January 14, 2022
Only What Matters In Health Information Policy
It is pretty rare when someone is known as “the first” to do something of great consequence for society. Sidney Poitier, who died last Friday at age 94, was not only the first Black man to win an Oscar for best actor, his mega-stardom helped break down racial barriers both on and off the big screen. Dr. Ronald Weinstein, who died recently too, used a different kind of screen to break down barriers: he was a telepathology pioneer who (in the 1960s!) used remotely-controlled microscopes to diagnose patients in rural areas before going on to build out a global telemedicine program. A New York Times article about him explained why he was known as the father of telepathology and a trailblazer for telemedicine overall: “By the time he died last month, his early vision of telemedicine’s possibilities had become an integral part of the health care system, not only in pathology but also in numerous other specialties.” There is not an Oscar for that, but Dr. Weinstein did win lots of recognition and served as president of six professional organizations including the American Telemedicine Association.

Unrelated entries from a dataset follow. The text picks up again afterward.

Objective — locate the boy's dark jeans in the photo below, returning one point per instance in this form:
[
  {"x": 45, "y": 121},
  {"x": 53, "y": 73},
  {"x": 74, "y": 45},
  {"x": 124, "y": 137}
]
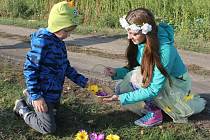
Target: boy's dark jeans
[{"x": 43, "y": 122}]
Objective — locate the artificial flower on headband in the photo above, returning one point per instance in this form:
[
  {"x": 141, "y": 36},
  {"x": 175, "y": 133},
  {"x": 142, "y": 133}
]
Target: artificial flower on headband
[{"x": 145, "y": 28}]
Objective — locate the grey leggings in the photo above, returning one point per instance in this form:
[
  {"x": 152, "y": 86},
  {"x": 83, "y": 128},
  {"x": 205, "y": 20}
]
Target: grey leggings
[{"x": 42, "y": 122}]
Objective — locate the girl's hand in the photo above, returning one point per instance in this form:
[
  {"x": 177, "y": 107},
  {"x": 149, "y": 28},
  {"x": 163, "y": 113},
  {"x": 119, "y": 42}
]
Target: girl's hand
[
  {"x": 110, "y": 98},
  {"x": 40, "y": 105},
  {"x": 109, "y": 71}
]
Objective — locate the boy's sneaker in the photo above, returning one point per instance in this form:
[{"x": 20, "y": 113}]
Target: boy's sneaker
[
  {"x": 152, "y": 118},
  {"x": 20, "y": 108},
  {"x": 28, "y": 100}
]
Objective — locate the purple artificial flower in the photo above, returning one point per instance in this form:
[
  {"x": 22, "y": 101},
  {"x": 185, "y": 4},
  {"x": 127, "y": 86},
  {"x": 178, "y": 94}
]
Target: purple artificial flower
[
  {"x": 101, "y": 93},
  {"x": 94, "y": 136}
]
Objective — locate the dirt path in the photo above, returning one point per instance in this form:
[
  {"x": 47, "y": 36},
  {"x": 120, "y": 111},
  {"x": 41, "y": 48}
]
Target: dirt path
[{"x": 89, "y": 50}]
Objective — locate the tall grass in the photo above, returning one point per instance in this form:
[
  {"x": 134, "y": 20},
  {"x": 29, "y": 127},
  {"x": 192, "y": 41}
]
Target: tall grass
[{"x": 189, "y": 17}]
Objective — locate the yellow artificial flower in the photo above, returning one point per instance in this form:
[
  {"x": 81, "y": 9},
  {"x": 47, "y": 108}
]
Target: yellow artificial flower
[
  {"x": 112, "y": 137},
  {"x": 81, "y": 135}
]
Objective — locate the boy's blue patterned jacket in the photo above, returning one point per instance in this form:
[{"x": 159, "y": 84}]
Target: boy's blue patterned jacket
[{"x": 47, "y": 65}]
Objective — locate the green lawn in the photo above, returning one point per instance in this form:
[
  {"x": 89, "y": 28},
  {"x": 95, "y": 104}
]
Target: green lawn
[{"x": 79, "y": 111}]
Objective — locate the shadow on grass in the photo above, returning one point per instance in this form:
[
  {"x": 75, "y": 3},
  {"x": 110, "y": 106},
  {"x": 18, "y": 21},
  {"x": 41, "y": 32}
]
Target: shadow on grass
[
  {"x": 205, "y": 114},
  {"x": 70, "y": 120}
]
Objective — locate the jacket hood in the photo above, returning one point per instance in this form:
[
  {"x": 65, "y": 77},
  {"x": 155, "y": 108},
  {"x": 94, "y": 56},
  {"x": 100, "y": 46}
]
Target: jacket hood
[
  {"x": 165, "y": 34},
  {"x": 42, "y": 37}
]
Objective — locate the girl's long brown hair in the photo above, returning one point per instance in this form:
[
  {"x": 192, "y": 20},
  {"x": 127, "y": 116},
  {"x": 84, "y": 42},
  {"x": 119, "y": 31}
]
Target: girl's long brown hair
[{"x": 151, "y": 55}]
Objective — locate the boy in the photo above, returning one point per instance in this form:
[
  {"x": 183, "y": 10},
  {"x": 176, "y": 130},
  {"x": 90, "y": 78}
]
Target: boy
[{"x": 45, "y": 69}]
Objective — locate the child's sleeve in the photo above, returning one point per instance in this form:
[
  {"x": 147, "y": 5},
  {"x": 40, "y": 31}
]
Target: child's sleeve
[
  {"x": 143, "y": 94},
  {"x": 120, "y": 73},
  {"x": 31, "y": 71},
  {"x": 77, "y": 78}
]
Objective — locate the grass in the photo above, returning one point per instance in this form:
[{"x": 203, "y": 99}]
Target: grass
[
  {"x": 79, "y": 111},
  {"x": 185, "y": 42}
]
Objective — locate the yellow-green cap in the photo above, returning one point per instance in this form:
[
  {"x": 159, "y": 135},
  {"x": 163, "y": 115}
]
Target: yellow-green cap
[{"x": 62, "y": 16}]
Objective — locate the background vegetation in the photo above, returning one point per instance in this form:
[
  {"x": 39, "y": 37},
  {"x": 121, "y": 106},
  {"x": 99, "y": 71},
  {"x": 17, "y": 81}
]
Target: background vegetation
[{"x": 189, "y": 17}]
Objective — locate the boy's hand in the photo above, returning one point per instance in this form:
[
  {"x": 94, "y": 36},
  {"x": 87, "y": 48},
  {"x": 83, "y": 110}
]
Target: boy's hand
[
  {"x": 109, "y": 71},
  {"x": 110, "y": 99},
  {"x": 40, "y": 105}
]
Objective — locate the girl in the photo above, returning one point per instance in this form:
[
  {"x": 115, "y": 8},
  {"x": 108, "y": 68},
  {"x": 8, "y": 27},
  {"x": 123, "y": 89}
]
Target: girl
[{"x": 155, "y": 72}]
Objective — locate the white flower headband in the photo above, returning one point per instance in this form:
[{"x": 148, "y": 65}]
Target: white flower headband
[{"x": 145, "y": 28}]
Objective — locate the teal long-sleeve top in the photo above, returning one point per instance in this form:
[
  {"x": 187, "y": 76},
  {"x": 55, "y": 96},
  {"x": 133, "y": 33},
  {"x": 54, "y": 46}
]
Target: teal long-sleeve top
[{"x": 170, "y": 60}]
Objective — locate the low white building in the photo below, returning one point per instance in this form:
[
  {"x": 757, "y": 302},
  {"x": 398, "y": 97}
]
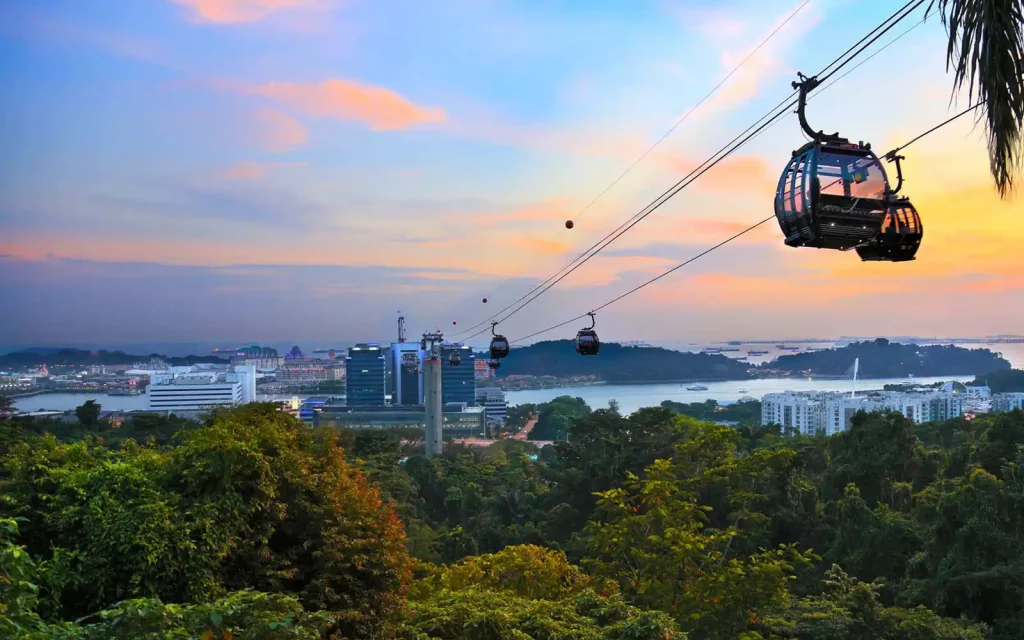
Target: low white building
[
  {"x": 493, "y": 399},
  {"x": 1008, "y": 401},
  {"x": 832, "y": 412},
  {"x": 182, "y": 389}
]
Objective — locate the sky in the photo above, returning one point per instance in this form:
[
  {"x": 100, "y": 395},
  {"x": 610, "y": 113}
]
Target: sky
[{"x": 240, "y": 171}]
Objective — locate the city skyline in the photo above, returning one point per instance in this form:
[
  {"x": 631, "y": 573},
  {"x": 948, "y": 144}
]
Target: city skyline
[{"x": 190, "y": 170}]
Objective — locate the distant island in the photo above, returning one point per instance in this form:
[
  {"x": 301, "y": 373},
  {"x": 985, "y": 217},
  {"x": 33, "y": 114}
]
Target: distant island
[
  {"x": 882, "y": 358},
  {"x": 83, "y": 357},
  {"x": 1004, "y": 381},
  {"x": 617, "y": 364}
]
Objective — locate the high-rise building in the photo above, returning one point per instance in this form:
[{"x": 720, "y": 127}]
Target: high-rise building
[
  {"x": 493, "y": 399},
  {"x": 200, "y": 387},
  {"x": 366, "y": 381},
  {"x": 458, "y": 381},
  {"x": 407, "y": 383}
]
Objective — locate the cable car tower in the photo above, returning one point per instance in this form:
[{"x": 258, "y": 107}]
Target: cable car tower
[{"x": 430, "y": 344}]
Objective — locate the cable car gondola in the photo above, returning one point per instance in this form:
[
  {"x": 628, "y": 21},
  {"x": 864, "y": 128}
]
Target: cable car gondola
[
  {"x": 901, "y": 228},
  {"x": 834, "y": 194},
  {"x": 587, "y": 342},
  {"x": 499, "y": 344}
]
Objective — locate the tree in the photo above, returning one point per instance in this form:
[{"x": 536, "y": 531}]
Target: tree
[
  {"x": 525, "y": 592},
  {"x": 849, "y": 609},
  {"x": 652, "y": 538},
  {"x": 986, "y": 51},
  {"x": 243, "y": 614},
  {"x": 252, "y": 500},
  {"x": 88, "y": 414}
]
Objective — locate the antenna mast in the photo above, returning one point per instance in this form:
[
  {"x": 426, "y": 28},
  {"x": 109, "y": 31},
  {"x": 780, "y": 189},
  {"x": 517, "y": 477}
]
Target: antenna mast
[
  {"x": 433, "y": 416},
  {"x": 856, "y": 366}
]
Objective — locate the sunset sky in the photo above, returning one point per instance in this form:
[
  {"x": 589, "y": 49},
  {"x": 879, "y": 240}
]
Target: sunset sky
[{"x": 300, "y": 170}]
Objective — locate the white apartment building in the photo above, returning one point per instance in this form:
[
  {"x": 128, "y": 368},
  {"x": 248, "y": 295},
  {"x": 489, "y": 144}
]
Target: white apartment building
[
  {"x": 1008, "y": 401},
  {"x": 803, "y": 412},
  {"x": 493, "y": 399},
  {"x": 832, "y": 412},
  {"x": 183, "y": 389}
]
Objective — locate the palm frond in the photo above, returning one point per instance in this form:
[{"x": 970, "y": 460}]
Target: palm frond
[{"x": 986, "y": 53}]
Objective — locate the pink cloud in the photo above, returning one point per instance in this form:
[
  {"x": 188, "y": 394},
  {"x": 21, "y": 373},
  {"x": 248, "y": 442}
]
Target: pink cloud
[
  {"x": 229, "y": 11},
  {"x": 279, "y": 131},
  {"x": 382, "y": 109},
  {"x": 735, "y": 173},
  {"x": 247, "y": 170}
]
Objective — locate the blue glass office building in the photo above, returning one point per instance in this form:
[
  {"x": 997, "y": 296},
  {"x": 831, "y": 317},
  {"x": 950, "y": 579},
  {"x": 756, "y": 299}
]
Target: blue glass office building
[
  {"x": 365, "y": 376},
  {"x": 407, "y": 383},
  {"x": 458, "y": 382}
]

Here are some other firsts in the news:
The first official national standard for patient matching is finally here: ONC released its Version 1.0 of Project US@. It will encourage the industry to use U.S. Postal Service Publication 28 (the standard formatting for home addresses) so different healthcare record systems can make sure they have the correct John Smith in their electronic files. We explain in our blog post from a year ago how the absence of a patient matching standard can cause grave medical errors.

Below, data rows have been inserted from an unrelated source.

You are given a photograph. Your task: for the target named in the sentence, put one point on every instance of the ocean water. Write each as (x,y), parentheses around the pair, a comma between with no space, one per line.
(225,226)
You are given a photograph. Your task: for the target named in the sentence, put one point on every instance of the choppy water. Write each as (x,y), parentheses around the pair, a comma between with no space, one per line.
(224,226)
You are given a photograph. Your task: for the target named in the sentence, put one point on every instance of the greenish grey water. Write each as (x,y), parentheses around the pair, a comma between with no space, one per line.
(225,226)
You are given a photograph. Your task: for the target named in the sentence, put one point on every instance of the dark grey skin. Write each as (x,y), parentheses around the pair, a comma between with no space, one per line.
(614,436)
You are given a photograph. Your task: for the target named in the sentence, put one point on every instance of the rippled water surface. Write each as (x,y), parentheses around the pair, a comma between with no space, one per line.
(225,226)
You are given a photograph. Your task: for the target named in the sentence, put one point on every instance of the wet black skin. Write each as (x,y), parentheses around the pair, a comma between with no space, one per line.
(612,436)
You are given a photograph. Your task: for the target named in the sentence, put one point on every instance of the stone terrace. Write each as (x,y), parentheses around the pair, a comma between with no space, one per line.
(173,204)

A new coalition, the Artificial Intelligence Industry Innovation Coalition (AI3C), will be the first to make recommendations about AI best practices in healthcare and help prepare students for careers in data science. Members include the Brookings Institution, Cleveland Clinic, Duke Health, Intermountain Healthcare, Microsoft, Novant Health, Plug and Play, Providence, UC San Diego, and University of Virginia.
For the first time, a company -- called Avaneer Health -- is going to try to create a “utility network” for the healthcare industry using blockchain technology to ensure privacy and reduce costs of data exchange. Avaneer Health grew out of the Health Utility Network, a consortium of healthcare companies including Aetna, Anthem, Cleveland Clinic, Health Care Service Corporation (HCSC), IBM, The PNC Financial Services Group, Inc. and Sentara Healthcare.
One Thoughtful Paragraph
Sidney Poitier is famous for his landmark roles in movies that made an imprint on the fabric of society, and Sneakers (1992) is not one of them. But as the former CIA operative named Crease, he calls his spook colleagues to figure out who is behind the mysterious murder of a cryptologist who invented a code-breaking device, saying: “Don’t tell me you can’t do it because I know you can. And don’t tell me you won’t do it because I’ve got to have it. Damnit, I need to know. And I need to know now!” This seems to be the same attitude that everyone has about getting access to the always-in-short-supply rapid COVID-19 lab tests. On January 10, 2022, the Biden Administration announced that it is requiring health plans to cover the cost of over-the-counter, at-home COVID-19 tests authorized by the FDA until the end of the Public Health Emergency. Setting aside whether it makes sense to require private insurance companies (instead of the federal government) to reimburse only privately insured people (Medicare beneficiaries can’t get reimbursed) for public health screening tests that may have reduced sensitivity for COVID-19 variants, our question -- as health data-focused people -- is how are we tracking these results? In former blog posts, we explained (as have others) the difficulty of tracking public health records even when public and private organizations are trying to do so. But with this policy, we are not even trying to track the lab results and no laboratory or doctor is involved -- so we are trusting that when people test positive that they will follow CDC guidelines. In the underrated Sneakers movie, Sidney Poitier’s character decides to help despite his misgivings about his colleagues’ plan, saying “You guys will be chalk outlines without me. All right, what do we need?” In this case, we need proper public health tracking and monitoring.